Seguro que te has fijado en cuánto ha subido el precio de los coches nuevos en los últimos años. No es solo sensación tuya, sino una realidad que está afectando a todos los conductores en Europa. Pero, ¿por qué está pasando esto realmente?
Katrin Adt, la máxima responsable de Dacia, tiene muy clara la respuesta y no ha dudado en señalar al culpable. Su mensaje es directo y fácil de entender. No se trata solo de la inflación o de que los materiales sean más caros. Hay un factor que está empujando los precios hacia arriba de forma imparable, y tiene que ver con los despachos de Bruselas.

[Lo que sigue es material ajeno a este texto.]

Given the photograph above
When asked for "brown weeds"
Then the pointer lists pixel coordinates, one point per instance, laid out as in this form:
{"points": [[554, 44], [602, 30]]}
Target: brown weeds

El peso de las normativas en tu bolsillo

Cuando vas a comprar un coche, esperas pagar por el motor, por el diseño, la comodidad y la tecnología que disfrutas al conducir. Sin embargo, buena parte del precio tiene que ver con sistemas que no has pedido, pero que la Unión Europea obliga a instalar. Katrin Adt explica que el departamento de investigación y desarrollo de las marcas gasta muchos recursos solo en cumplir con estas reglas. No se trata de mejorar el coche para que a ti te guste más, sino de modificarlo para que pase el examen de los políticos.

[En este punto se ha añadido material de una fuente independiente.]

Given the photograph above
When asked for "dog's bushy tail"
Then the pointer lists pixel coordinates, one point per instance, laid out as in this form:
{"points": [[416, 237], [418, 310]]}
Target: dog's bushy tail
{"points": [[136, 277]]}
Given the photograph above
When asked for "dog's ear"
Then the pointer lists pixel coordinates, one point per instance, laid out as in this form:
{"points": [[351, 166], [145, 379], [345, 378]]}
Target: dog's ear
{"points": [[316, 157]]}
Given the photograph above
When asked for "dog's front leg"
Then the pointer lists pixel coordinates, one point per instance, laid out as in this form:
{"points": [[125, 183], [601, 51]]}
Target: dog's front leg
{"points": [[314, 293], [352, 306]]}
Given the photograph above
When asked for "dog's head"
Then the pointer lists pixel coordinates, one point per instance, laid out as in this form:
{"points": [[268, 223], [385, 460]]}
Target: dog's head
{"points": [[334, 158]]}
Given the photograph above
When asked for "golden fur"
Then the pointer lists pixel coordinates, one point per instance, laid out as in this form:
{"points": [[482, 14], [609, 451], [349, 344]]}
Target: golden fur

En concreto, la responsable de Dacia afirma que hasta un 25% de todos los recursos de ingeniería se pierden en responder a estas normativas, una cuarta parte de todo el trabajo de los ingenieros. Al final, todo ese tiempo y esfuerzo de los trabajadores especializados tiene un coste muy alto que acaba reflejado en la factura final que tú pagas en el concesionario.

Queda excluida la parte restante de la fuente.